INTRODUCTION A comprehensive characterization of the tumour microenvironment is lacking in neuroendocrine tumours (NETs), where programmed cell death-1 receptor-ligand (PD-1/PD-L1) inhibitors are undergoing efficacy testing. OBJECTIVE We investigated drivers of cancer-related immunosuppression across NETs of various sites and grades using multi-parameter immunohistochemistry and targeted transcriptomic profiling. METHODS Tissue microarrays (n = 102) were stained for PD-L1 and 2 and indoleamine deoxygenase-1 (IDO-1) and evaluated in relationship to functional characteristics of tumour-infiltrating T-lymphocytes (TILs) and biomarkers of hypoxia/angiogenesis. PD-L1 expression was tested in circulating tumour cells (CTCs, n = 12) to evaluate its relationship with metastatic dissemination. RESULTS PD-L1 expression was highest in lung NETs (n = 30, p = 0.007), whereas PD-L2 was highest in pancreatic NETs (n = 53, p < 0.001) with no correlation with grade or hypoxia/angiogenesis. PD-L1+ NETs (n = 26, 25%) had greater CD4+/FOXP3+ and CD8+/PD1+ TILs (p < 0.001) and necrosis (p = 0.02). CD4+/FOXP3+ infiltrate had the highest PD-L1/IDO-1 co-expressing tumours (p = 0.006). Grade 3 well-differentiated NETs had lower CD4+/FOXP3+ and CD8+/PD1+ TIL density (p < 0.001), and NanoString immune profiling revealed enrichment of macrophage-related transcripts in cases with poorer prognosis. We identified PD-L1(+) CTC subpopulations in 75% of evaluated patients (n = 12). CONCLUSIONS PD-L1 expression correlates with T-cell exhaustion independent of tumour hypoxia and is enhanced in a subpopulation of CTCs, suggesting its relevance to the progression of NETs. These findings support a potential therapeutic role for PD-L1 inhibitors in a subset of NETs.

中文翻译：

---

程序性细胞死亡配体表达驱动神经内分泌肿瘤不同亚型的免疫耐受发生。

引言 神经内分泌肿瘤 (NET) 缺乏对肿瘤微环境的全面表征，其中程序性细胞死亡 1 受体配体 (PD-1/PD-L1) 抑制剂正在进行功效测试。目标我们使用多参数免疫组织化学和靶向转录组学分析研究了不同部位和级别的 NET 中癌症相关免疫抑制的驱动因素。方法 对组织微阵列（n = 102）进行 PD-L1 和 2 以及吲哚胺脱氧酶-1 (IDO-1) 染色，并评估与肿瘤浸润性 T 淋巴细胞 (TIL) 的功能特征和缺氧/血管生成生物标志物的关系。
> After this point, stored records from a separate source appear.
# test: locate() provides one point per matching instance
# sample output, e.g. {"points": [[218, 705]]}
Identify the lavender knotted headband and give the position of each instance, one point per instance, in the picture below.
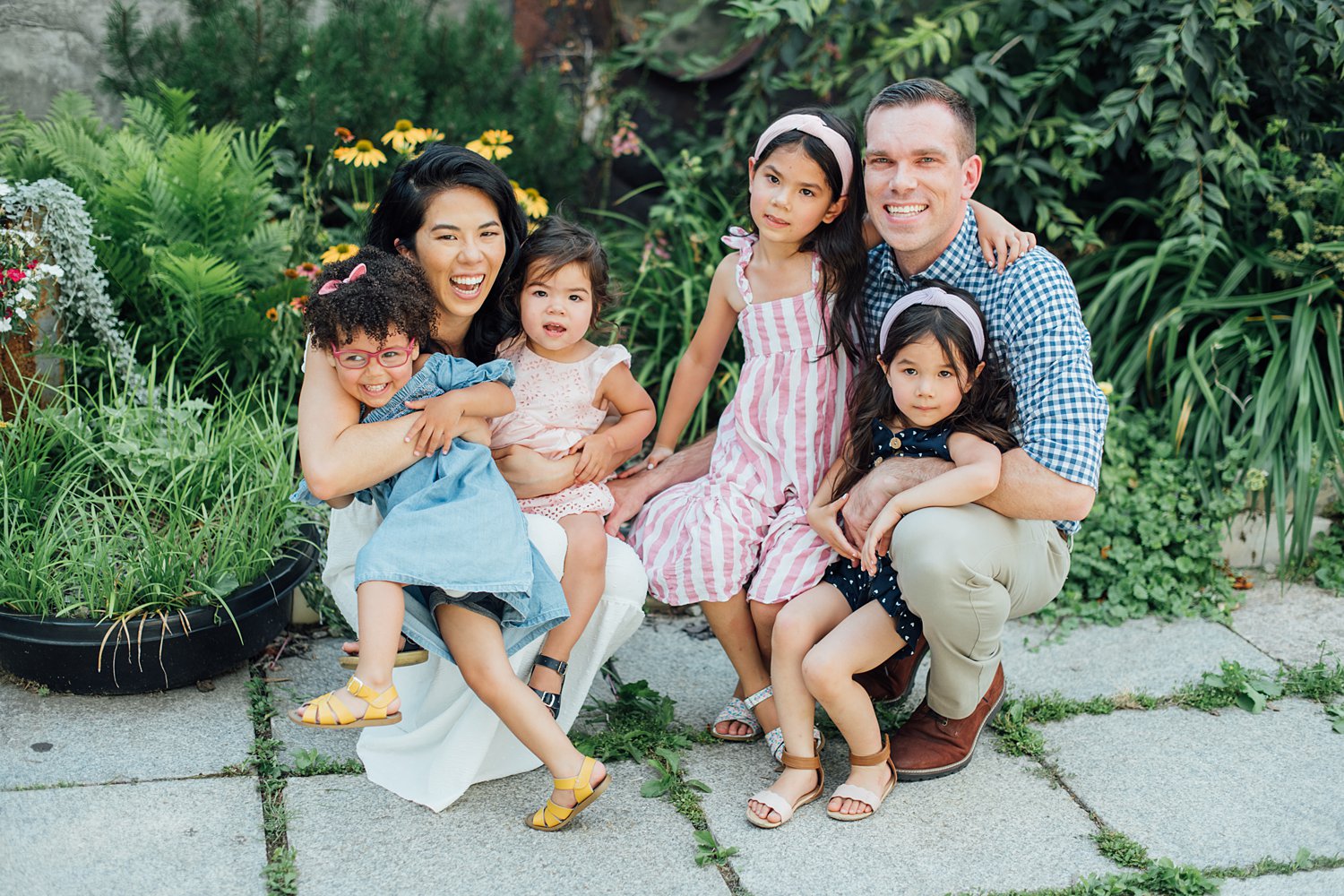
{"points": [[935, 296], [814, 125]]}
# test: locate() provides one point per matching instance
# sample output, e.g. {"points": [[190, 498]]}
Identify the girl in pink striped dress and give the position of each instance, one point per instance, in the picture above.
{"points": [[793, 290]]}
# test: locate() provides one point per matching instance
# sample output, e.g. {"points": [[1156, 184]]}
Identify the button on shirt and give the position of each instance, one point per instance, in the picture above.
{"points": [[1034, 319]]}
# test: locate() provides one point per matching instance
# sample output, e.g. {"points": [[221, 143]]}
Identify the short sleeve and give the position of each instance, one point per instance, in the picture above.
{"points": [[604, 359], [453, 373]]}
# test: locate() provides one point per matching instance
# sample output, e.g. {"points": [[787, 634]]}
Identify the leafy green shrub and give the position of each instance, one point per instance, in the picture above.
{"points": [[110, 506], [1152, 541], [666, 266], [368, 64], [190, 245]]}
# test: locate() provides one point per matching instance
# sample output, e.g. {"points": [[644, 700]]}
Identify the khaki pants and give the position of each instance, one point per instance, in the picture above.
{"points": [[965, 571]]}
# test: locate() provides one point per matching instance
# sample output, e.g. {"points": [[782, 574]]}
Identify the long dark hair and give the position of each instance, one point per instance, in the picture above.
{"points": [[839, 244], [401, 212], [988, 409]]}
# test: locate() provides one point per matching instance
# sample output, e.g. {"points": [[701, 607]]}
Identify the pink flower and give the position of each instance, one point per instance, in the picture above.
{"points": [[625, 142]]}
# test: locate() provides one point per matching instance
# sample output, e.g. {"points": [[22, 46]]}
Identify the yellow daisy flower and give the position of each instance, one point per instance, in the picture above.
{"points": [[492, 144], [405, 136], [362, 153], [339, 253]]}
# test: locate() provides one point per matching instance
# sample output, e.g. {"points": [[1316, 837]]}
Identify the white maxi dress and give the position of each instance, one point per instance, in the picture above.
{"points": [[448, 739]]}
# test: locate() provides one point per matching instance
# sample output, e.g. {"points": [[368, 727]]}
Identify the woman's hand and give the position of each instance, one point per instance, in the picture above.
{"points": [[659, 454], [438, 422], [596, 454], [824, 521], [879, 536]]}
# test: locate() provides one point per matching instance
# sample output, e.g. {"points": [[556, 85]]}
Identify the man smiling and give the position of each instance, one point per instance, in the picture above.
{"points": [[967, 570]]}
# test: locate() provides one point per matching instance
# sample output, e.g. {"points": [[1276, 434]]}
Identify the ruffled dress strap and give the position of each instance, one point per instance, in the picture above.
{"points": [[745, 244]]}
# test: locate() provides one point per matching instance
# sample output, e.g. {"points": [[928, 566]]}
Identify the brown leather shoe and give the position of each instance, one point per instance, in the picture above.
{"points": [[930, 745], [892, 680]]}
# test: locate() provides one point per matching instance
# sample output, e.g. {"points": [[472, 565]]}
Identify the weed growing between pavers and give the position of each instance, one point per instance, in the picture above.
{"points": [[1231, 685], [1304, 861], [281, 872], [1121, 849], [640, 726], [309, 762]]}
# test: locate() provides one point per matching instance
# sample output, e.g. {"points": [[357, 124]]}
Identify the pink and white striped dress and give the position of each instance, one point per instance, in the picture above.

在循环肿瘤细胞（CTC，n = 12）中测试了 PD-L1 表达，以评估其与转移性播散的关系。结果 PD-L1 表达在肺 NET 中最高（n = 30，p = 0.007），而 PD-L2 在胰腺 NET 中最高（n = 53，p < 0.001），与分级或缺氧/血管生成无关。PD-L1+ NETs (n = 26, 25%) 有更多的 CD4+/FOXP3+ 和 CD8+/PD1+ TILs (p < 0.001) 和坏死 (p = 0.02)。CD4+/FOXP3+ 浸润具有最高的 PD-L1/IDO-1 共表达肿瘤（p = 0.006）。3 级分化良好的 NET 具有较低的 CD4+/FOXP3+ 和 CD8+/PD1+ TIL 密度（p < 0.001），并且 NanoString 免疫分析显示在预后较差的情况下巨噬细胞相关转录物富集。我们在 75% 的评估患者（n = 12）中确定了 PD-L1(+) CTC 亚群。结论 PD-L1 表达与独立于肿瘤缺氧的 T 细胞耗竭相关，并且在 CTC 亚群中增强，表明其与 NET 的进展相关。